En France la production s’est accélérée : plus d'une centaine d'entreprises textiles fabriquent des masques en tissu, jour et nuit pour certaines. Sans compter tous ceux que les couturières de quartier et les particuliers confectionnent, ainsi que les importations. Une question demeure : quelle est l'efficacité de ces masques en tissu?

60-70% de protection

Pour le Professeur Bertrand Dautzenberg, pneumologue, on y voit plus clair depuis que la Direction générale de l'armement a testé les prototypes officiels. "Ces masques sont efficaces. Si on prend l’échelle de la protection respiratoire, le zéro c’est aucun masque ni rien, le 100%, c’est d’être confiné chez soi et de mettre un sas pour faire entrer les courses", précise-t-il. "Entre les deux on a le masque FFP2 de l’ordre de 95% et dans les masques qui répondent aux normes on est à 60, 70%". 
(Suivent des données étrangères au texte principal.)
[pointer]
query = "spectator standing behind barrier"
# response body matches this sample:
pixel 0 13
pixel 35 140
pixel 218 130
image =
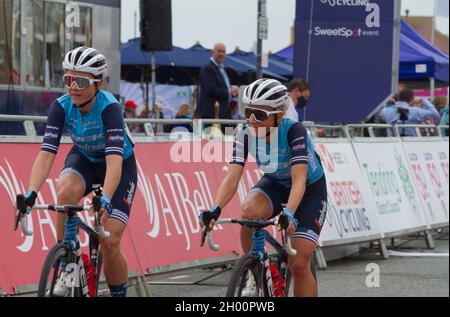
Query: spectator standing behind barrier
pixel 299 92
pixel 184 112
pixel 441 104
pixel 403 112
pixel 130 113
pixel 215 87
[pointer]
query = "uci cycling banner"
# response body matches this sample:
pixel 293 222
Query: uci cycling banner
pixel 348 51
pixel 350 213
pixel 428 162
pixel 397 202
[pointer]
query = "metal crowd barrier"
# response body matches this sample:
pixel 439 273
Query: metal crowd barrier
pixel 351 132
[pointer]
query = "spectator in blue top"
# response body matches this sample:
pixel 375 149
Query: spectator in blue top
pixel 441 104
pixel 184 112
pixel 404 112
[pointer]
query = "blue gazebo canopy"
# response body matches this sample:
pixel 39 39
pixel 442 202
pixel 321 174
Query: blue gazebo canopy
pixel 181 66
pixel 419 59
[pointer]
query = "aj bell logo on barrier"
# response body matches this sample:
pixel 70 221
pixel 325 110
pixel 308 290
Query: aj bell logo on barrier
pixel 73 15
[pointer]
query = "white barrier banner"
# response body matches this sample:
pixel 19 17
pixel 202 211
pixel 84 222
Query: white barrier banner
pixel 351 210
pixel 391 184
pixel 429 165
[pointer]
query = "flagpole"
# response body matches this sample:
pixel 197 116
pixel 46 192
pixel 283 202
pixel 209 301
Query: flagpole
pixel 433 27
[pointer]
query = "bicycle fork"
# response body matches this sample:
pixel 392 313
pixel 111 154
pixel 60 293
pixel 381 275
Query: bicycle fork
pixel 259 250
pixel 76 275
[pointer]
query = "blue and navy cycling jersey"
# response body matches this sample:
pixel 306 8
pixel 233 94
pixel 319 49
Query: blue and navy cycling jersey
pixel 292 147
pixel 99 133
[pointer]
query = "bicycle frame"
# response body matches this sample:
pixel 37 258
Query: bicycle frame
pixel 73 257
pixel 259 250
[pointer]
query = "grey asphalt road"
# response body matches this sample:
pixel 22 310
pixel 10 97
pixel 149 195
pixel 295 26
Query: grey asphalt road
pixel 425 274
pixel 412 270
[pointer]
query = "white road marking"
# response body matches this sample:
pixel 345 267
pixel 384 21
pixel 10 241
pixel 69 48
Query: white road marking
pixel 416 254
pixel 178 277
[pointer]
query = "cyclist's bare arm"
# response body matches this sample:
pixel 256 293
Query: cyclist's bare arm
pixel 297 139
pixel 115 136
pixel 113 174
pixel 229 185
pixel 49 148
pixel 41 170
pixel 298 174
pixel 227 188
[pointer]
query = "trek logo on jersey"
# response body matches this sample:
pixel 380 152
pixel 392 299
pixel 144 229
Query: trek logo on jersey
pixel 115 138
pixel 129 199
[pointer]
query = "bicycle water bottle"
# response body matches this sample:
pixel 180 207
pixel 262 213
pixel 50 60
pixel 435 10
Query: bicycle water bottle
pixel 91 275
pixel 278 282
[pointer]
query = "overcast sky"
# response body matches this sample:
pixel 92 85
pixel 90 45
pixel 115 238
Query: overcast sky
pixel 234 21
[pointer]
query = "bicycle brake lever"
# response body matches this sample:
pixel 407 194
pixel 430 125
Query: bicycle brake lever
pixel 20 206
pixel 21 209
pixel 206 221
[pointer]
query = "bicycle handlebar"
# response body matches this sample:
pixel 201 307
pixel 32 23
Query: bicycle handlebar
pixel 256 223
pixel 20 214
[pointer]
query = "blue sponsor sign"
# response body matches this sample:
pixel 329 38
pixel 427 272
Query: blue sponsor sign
pixel 348 51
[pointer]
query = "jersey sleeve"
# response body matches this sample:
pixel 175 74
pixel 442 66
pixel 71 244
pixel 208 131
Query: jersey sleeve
pixel 297 137
pixel 112 118
pixel 241 145
pixel 54 128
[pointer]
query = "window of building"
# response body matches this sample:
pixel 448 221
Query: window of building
pixel 54 44
pixel 82 35
pixel 10 42
pixel 34 49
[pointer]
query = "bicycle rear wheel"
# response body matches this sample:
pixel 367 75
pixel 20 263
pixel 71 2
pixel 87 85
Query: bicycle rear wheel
pixel 51 270
pixel 248 264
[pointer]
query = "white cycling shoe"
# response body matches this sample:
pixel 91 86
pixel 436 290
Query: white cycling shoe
pixel 61 289
pixel 250 287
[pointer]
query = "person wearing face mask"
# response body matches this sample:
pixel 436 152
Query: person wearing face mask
pixel 293 184
pixel 299 92
pixel 102 153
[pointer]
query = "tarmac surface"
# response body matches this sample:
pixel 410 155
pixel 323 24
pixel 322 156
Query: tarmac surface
pixel 412 270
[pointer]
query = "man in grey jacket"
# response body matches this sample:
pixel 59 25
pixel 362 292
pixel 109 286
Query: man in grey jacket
pixel 404 112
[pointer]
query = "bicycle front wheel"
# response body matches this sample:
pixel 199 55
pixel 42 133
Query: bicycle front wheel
pixel 248 266
pixel 51 270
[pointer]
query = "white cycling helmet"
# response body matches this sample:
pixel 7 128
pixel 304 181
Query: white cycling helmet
pixel 266 92
pixel 88 60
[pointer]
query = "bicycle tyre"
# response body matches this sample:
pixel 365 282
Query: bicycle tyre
pixel 98 270
pixel 52 260
pixel 246 263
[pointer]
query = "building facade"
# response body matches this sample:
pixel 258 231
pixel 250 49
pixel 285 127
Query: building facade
pixel 35 35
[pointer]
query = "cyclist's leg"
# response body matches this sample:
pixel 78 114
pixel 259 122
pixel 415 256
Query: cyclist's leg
pixel 115 268
pixel 311 216
pixel 260 203
pixel 304 283
pixel 74 182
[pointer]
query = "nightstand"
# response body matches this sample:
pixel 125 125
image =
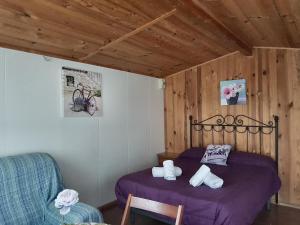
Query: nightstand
pixel 166 156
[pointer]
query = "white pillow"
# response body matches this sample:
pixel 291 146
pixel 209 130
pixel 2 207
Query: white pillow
pixel 216 154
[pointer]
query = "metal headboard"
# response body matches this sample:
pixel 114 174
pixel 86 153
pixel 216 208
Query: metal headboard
pixel 236 124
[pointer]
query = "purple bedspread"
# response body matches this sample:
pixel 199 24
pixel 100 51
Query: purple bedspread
pixel 249 182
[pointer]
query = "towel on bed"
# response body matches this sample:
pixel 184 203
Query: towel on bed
pixel 198 178
pixel 213 181
pixel 169 170
pixel 160 171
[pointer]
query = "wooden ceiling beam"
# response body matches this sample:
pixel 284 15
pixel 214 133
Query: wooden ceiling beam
pixel 245 48
pixel 130 34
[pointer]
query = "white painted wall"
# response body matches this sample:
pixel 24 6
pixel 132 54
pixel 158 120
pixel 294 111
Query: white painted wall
pixel 92 152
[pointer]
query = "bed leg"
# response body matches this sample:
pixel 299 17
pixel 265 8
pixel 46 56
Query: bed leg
pixel 268 205
pixel 132 217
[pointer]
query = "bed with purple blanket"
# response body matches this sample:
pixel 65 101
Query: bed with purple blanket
pixel 250 180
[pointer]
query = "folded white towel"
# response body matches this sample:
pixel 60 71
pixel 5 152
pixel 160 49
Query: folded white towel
pixel 160 171
pixel 199 176
pixel 65 199
pixel 213 181
pixel 169 170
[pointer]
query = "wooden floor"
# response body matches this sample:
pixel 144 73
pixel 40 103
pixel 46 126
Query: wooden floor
pixel 279 215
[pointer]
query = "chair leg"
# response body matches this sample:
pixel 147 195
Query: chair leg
pixel 268 205
pixel 132 217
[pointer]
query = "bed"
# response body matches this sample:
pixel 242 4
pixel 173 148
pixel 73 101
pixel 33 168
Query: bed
pixel 250 180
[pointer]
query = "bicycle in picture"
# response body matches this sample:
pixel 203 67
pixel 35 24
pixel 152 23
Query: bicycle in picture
pixel 84 99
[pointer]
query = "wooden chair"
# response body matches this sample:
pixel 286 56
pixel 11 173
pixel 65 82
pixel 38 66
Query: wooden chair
pixel 174 212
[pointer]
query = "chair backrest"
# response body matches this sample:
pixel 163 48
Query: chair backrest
pixel 174 212
pixel 28 183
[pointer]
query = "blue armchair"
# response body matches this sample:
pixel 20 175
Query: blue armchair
pixel 28 186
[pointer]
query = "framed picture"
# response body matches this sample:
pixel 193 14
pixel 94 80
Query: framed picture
pixel 233 92
pixel 82 93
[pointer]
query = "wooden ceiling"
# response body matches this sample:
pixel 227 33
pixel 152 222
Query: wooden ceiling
pixel 151 37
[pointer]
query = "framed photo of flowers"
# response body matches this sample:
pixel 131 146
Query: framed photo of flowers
pixel 233 92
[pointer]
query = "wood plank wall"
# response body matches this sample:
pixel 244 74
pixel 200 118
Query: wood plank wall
pixel 273 88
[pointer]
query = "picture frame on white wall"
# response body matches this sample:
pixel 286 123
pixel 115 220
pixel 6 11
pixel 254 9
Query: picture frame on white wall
pixel 82 93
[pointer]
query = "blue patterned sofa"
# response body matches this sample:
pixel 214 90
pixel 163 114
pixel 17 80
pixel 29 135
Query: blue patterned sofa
pixel 28 186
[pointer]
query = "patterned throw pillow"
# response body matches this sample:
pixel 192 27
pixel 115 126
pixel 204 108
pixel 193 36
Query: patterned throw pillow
pixel 216 154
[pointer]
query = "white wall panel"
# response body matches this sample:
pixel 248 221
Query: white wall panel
pixel 93 153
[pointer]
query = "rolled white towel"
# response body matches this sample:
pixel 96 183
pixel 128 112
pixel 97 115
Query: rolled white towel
pixel 65 199
pixel 169 170
pixel 160 171
pixel 213 181
pixel 198 178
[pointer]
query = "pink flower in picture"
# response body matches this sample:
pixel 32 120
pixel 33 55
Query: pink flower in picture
pixel 227 92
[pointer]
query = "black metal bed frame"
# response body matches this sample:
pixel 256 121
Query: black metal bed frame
pixel 236 124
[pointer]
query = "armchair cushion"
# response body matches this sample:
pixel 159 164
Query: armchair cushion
pixel 29 184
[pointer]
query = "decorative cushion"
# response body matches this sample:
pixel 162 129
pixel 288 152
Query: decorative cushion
pixel 216 154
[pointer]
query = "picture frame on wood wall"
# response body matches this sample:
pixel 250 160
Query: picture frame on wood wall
pixel 233 92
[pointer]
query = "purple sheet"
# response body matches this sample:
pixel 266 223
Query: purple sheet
pixel 249 182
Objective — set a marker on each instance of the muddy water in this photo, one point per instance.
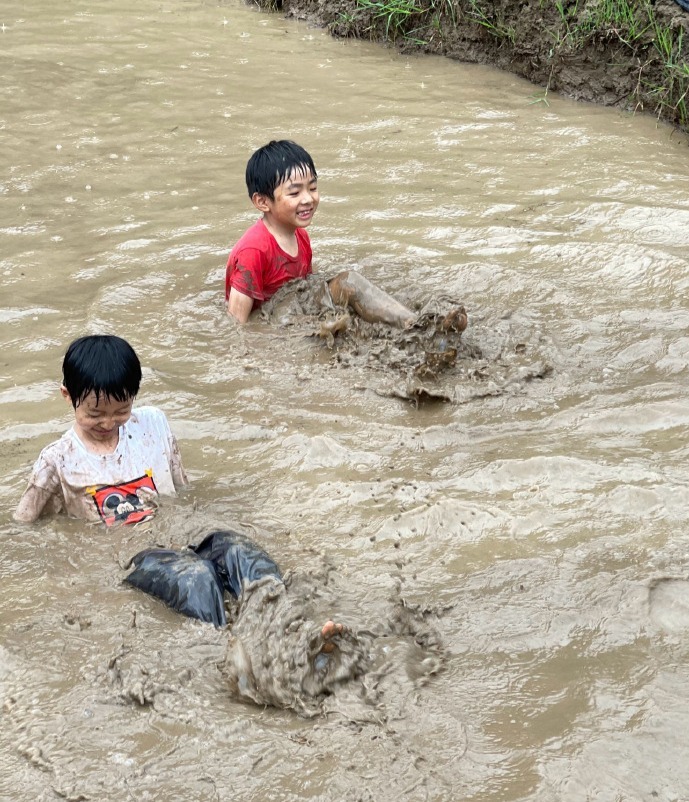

Si la personne en face de vous porte aussi un masque, la protection monte à 90% selon le Pr Dautzenberg. A condition de s'habituer à l'utiliser correctement : ne pas toucher son masque avec les mains - des particules du virus qui sont à l'extérieur peuvent contaminer les autres couches - ou ne pas baisser son masque pour fumer une cigarette par exemple, avant de le remettre.